Long-acting recombinant coagulation factor IX albumin fusion protein (rIX-FP) in hemophilia B: results of a phase 3 trial.

作者信息

Santagostino Elena, Martinowitz Uri, Lissitchkov Toshko, Pan-Petesch Brigitte, Hanabusa Hideji, Oldenburg Johannes, Boggio Lisa, Negrier Claude, Pabinger Ingrid, von Depka Prondzinski Mario, Altisent Carmen, Castaman Giancarlo, Yamamoto Koji, Álvarez-Roman Maria-Teresa, Voigt Christine, Blackman Nicole, Jacobs Iris

机构信息

Istituto di Ricovero e Cura a Carattere Scientifico Ca' Granda Foundation, Maggiore Hospital Policlinico, Milan, Italy;

The Israeli National Haemophilia Center, Chaim Sheba Medical Center, Tel Hashomer, Israel;

出版信息

Blood. 2016 Apr 7;127(14):1761-9. doi: 10.1182/blood-2015-09-669234. Epub 2016 Jan 11.

Abstract

A global phase 3 study evaluated the pharmacokinetics, efficacy, and safety of recombinant fusion protein linking coagulation factor IX with albumin (rIX-FP) in 63 previously treated male patients (12-61 years) with severe hemophilia B (factor IX [FIX] activity ≤2%).
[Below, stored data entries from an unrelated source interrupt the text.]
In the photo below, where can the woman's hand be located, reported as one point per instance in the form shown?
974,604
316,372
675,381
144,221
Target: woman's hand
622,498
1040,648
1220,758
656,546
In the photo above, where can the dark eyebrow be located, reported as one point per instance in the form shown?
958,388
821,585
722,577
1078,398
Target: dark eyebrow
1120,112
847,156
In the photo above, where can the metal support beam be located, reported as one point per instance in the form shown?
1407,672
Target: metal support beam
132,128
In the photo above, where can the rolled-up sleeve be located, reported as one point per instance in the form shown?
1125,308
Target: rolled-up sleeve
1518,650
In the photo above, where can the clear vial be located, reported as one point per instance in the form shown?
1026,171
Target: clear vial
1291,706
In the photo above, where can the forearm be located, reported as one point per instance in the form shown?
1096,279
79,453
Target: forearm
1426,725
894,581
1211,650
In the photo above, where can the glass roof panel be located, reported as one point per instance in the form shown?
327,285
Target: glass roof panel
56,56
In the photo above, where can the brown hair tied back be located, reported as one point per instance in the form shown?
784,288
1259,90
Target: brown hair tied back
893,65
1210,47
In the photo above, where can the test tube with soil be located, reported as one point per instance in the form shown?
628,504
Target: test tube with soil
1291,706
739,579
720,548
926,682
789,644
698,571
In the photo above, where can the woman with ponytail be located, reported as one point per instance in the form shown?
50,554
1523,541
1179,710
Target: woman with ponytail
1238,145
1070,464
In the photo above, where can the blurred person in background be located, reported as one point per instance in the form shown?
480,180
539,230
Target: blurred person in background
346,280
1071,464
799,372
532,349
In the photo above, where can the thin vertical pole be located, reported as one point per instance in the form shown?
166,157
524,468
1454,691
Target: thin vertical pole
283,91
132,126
The study included 2 groups: group 1 patients received routine prophylaxis once every 7 days for 26 weeks, followed by either 7-, 10-, or 14-day prophylaxis regimen for a mean of 50, 38, or 51 weeks, respectively; group 2 patients received on-demand treatment of bleeding episodes for 26 weeks and then switched to a 7-day prophylaxis regimen for a mean of 45 weeks. The mean terminal half-life of rIX-FP was 102 hours, 4.3-fold longer than previous FIX treatment. Patients maintained a mean trough of 20 and 12 IU/dL FIX activity on prophylaxis with rIX-FP 40 IU/kg weekly and 75 IU/kg every 2 weeks, respectively. There was 100% reduction in median annualized spontaneous bleeding rate (AsBR) and 100% resolution of target joints when subjects switched from on-demand to prophylaxis treatment with rIX-FP (P< .0001). The median AsBR was 0.00 for all prophylaxis regimens. Overall, 98.6% of bleeding episodes were treated successfully, including 93.6% that were treated with a single injection. No patient developed an inhibitor, and no safety concerns were identified. These results indicate rIX-FP is safe and effective for preventing and treating bleeding episodes in patients with hemophilia B at dosing regimens of 40 IU/kg weekly and 75 IU/kg every 2 weeks. This trial was registered at www.clinicaltrials.gov as #NCT0101496274.

摘要

一项全球3期研究评估了凝血因子IX与白蛋白连接的重组融合蛋白(rIX-FP)在63例既往接受过治疗的重度B型血友病男性患者(12 - 61岁,因子IX [FIX]活性≤2%)中的药代动力学、疗效和安全性。该研究包括2组:第1组患者每7天接受1次常规预防,共26周,随后分别采用7天、10天或14天预防方案,平均持续50周、38周或51周;第2组患者对出血发作进行按需治疗26周,然后改为7天预防方案,平均持续45周。rIX-FP的平均终末半衰期为102小时,比之前的FIX治疗长4.3倍。患者分别接受每周40 IU/kg和每2周75 IU/kg的rIX-FP预防治疗时,FIX活性的平均谷值分别维持在20和12 IU/dL。当受试者从按需治疗改为rIX-FP预防治疗时,年化自发出血率(AsBR)中位数降低了100%,靶关节完全缓解(P <.0001)。所有预防方案的AsBR中位数均为0.00。总体而言,98.6%的出血发作得到成功治疗,其中93.6%通过单次注射治疗。没有患者产生抑制剂,也未发现安全问题。这些结果表明,rIX-FP在每周40 IU/kg和每2周75 IU/kg的给药方案下,对于预防和治疗B型血友病患者的出血发作是安全有效的。该试验在www.clinicaltrials.gov上注册,注册号为#NCT0101496274。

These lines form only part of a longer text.